Me Jean-Pierre Rancourt estime que les législateurs devraient s'assurer de mieux protéger la profession, par exemple, en modifiant le Code criminel pour y ajouter des infractions spécifiques à la fausse représentation d'avocat.

Alain Roussy ajoute pour sa part que ce sont surtout les plus petits cabinets qui sont plus susceptibles d'être plongés dans de telles circonstances, puisqu'il « y a moins de structure de surveillance ». Il souligne que de plus en plus d'avocats réfléchissent à la possibilité d'avoir une réglementation plus proactive en Ontario, ce qui permettrait de superviser les cabinets et pas seulement les avocats.

Un tel changement permettrait, selon M. Roussy, de mieux prévenir les dérives dans la profession, mais aussi de mieux répondre à plusieurs problématiques, dont les conflits d'intérêts et même les pratiques discriminatoires à l'embauche.

Protection des citoyens

« Le fait qu'on soit avocat, c'est ça qui donne une bonne protection au citoyen », lance la secrétaire du Barreau du Québec Sylvie Champagne. Les membres du Barreau sont tenus de respecter plusieurs normes, qui garantissent la qualité du travail. « Si on fait une faute professionnelle, le citoyen pourra nous poursuivre et être indemnisé », indique-t-elle.

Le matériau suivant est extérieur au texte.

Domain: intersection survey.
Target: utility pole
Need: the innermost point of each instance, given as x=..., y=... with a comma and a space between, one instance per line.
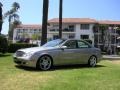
x=44, y=21
x=60, y=18
x=1, y=17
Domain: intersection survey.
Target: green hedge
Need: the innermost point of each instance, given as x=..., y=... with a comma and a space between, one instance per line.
x=3, y=44
x=88, y=40
x=14, y=47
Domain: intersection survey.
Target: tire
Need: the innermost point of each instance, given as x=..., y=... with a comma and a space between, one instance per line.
x=45, y=63
x=92, y=61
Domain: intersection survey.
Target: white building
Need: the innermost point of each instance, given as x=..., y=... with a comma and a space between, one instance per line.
x=26, y=32
x=78, y=28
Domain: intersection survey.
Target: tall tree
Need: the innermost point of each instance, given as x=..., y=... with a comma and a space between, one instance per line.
x=44, y=21
x=0, y=17
x=60, y=18
x=13, y=18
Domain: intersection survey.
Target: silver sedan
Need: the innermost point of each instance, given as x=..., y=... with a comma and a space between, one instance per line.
x=58, y=52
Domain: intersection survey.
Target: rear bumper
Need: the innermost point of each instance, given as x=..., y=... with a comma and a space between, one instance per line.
x=22, y=62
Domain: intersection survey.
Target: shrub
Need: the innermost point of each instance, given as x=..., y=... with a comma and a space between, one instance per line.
x=14, y=47
x=3, y=44
x=88, y=40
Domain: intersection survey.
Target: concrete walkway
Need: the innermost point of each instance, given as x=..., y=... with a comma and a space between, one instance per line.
x=111, y=57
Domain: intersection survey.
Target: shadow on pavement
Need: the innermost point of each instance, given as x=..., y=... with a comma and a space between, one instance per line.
x=67, y=67
x=4, y=55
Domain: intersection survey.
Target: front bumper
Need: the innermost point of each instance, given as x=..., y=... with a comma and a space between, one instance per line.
x=23, y=62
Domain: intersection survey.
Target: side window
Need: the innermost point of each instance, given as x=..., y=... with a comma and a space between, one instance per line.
x=82, y=44
x=70, y=44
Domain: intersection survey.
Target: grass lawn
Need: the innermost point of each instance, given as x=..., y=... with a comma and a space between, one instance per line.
x=106, y=76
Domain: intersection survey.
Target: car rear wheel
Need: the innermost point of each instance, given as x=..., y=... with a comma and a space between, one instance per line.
x=45, y=63
x=92, y=61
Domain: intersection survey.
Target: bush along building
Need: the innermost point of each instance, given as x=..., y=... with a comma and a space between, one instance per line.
x=103, y=34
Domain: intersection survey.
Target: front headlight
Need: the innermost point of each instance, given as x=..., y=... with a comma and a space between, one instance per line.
x=28, y=54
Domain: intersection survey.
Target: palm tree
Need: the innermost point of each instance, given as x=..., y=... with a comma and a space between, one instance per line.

La responsabilité incombe aussi aux citoyens de faire leurs propres recherches avant d'embaucher un avocat, croit Mme Champagne. « Les gens sont protégés, mais comme dans n'importe quel domaine il faut que le citoyen soit conscientisé et doit faire sa vérification. »

Le Barreau du Québec craint néanmoins de voir une augmentation du nombre de personnes utilisant sans autorisation le titre d'avocat en raison de l'offre croissante des services d'information juridique en ligne. « Seuls les avocats et les notaires peuvent donner des conseils juridiques au Québec », dit Mme Champagne.

La Cour suprême a déjà statué que se faire représenter par une personne qui s'improvise avocat n'invalide pas nécessairement les procédures judiciaires.